Narrow wheels have a smaller contact patch, which means pretty much the opposite of what I said above. With narrower wheels you can lose stability and “oomph” in your stride because you have less to push off. However, because there is less holding you to the ground, narrow wheels can help skaters with agility. Narrow wheels (such as Tile Biters, Heartless, Diamonds) are lighter than wider wheels, which helps skaters feel hoppy and light on their feet. The slimmer profile can also help reduce drag, to help with quicker stops. They also prevent wheel clipping. Skaters tend to switch to narrower wheels as they get more experienced and stable on their skates. A downside of narrow wheels is that they wear out a lot faster than wide wheels, simply because there is the same amount of pressure on a smaller amount of urethane.
I far prefer narrow wheels and feel like I a big clumsy elephant if I try to skate on anything over 38mm. Some people feel the opposite. Yet again, it is all up to personal preference so if you can, try out some narrow and some wide wheels before you decide what you want.

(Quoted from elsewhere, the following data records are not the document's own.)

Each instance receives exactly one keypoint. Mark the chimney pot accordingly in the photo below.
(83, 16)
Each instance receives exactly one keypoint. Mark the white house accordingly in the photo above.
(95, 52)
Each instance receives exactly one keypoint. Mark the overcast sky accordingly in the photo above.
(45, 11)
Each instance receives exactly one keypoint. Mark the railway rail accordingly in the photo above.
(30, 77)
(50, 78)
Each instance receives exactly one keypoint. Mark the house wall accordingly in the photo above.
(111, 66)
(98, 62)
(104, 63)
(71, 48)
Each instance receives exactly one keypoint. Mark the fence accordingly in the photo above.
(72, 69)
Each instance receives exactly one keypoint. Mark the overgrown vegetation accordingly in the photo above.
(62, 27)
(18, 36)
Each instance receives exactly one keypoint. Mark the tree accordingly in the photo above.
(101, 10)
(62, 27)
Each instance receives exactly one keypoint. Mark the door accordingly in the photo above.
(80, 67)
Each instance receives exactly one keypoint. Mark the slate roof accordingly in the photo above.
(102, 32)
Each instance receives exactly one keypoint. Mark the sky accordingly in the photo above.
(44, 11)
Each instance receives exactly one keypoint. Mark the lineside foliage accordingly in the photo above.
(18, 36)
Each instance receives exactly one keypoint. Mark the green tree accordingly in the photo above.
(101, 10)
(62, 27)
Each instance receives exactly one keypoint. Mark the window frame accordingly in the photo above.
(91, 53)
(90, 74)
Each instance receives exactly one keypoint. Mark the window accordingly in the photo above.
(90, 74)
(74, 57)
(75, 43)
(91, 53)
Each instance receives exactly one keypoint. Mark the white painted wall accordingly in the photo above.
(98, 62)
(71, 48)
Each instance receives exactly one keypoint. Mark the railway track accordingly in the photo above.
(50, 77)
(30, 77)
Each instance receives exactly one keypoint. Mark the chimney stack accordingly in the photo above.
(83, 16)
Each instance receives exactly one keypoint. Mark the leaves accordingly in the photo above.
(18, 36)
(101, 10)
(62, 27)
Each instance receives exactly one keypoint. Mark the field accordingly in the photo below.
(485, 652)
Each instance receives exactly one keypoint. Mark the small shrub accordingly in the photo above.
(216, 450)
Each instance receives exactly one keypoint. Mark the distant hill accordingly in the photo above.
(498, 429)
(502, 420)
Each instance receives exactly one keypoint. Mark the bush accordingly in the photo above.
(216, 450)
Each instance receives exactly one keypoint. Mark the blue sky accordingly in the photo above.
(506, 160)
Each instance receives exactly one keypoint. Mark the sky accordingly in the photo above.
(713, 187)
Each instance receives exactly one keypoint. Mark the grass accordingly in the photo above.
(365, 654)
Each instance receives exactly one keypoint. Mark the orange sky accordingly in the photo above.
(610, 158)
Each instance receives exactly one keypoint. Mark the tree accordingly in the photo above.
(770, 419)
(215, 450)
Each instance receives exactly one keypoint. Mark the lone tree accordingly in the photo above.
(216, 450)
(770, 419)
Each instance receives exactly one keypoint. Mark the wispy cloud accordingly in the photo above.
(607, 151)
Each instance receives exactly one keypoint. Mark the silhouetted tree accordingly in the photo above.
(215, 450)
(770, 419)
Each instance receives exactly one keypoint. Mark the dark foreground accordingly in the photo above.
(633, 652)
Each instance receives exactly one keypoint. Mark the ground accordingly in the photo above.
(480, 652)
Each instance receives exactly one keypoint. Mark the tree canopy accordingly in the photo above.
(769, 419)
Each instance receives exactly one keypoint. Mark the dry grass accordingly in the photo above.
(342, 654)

The diameter of your wheel is how tall it is from the ground up. Most wheels are 62mm, however this does vary. Shorter diameter wheels such asRiedell Quicky Stickies are capable of faster acceleration because it takes less effort to get them going. Taller wheels such as Heartless have slightly slower acceleration because they take more effort to get going, but are much easier to keep going once you are up to speed. When I am jamming, I like taller wheels to help maintain my speed as I skate around the track. If I am playing in the pack a lot, I like shorter wheels to help me accelerate and decelerate quickly as I move around the pack. Again, it is about what you are personally looking for in a wheel.
What I have covered are the most important factors you need to know about when choosing a wheel. There are other factors that can affect how your wheels perform, such as lip or edge and tread, but no one has ever asked me about these so I will leave you here.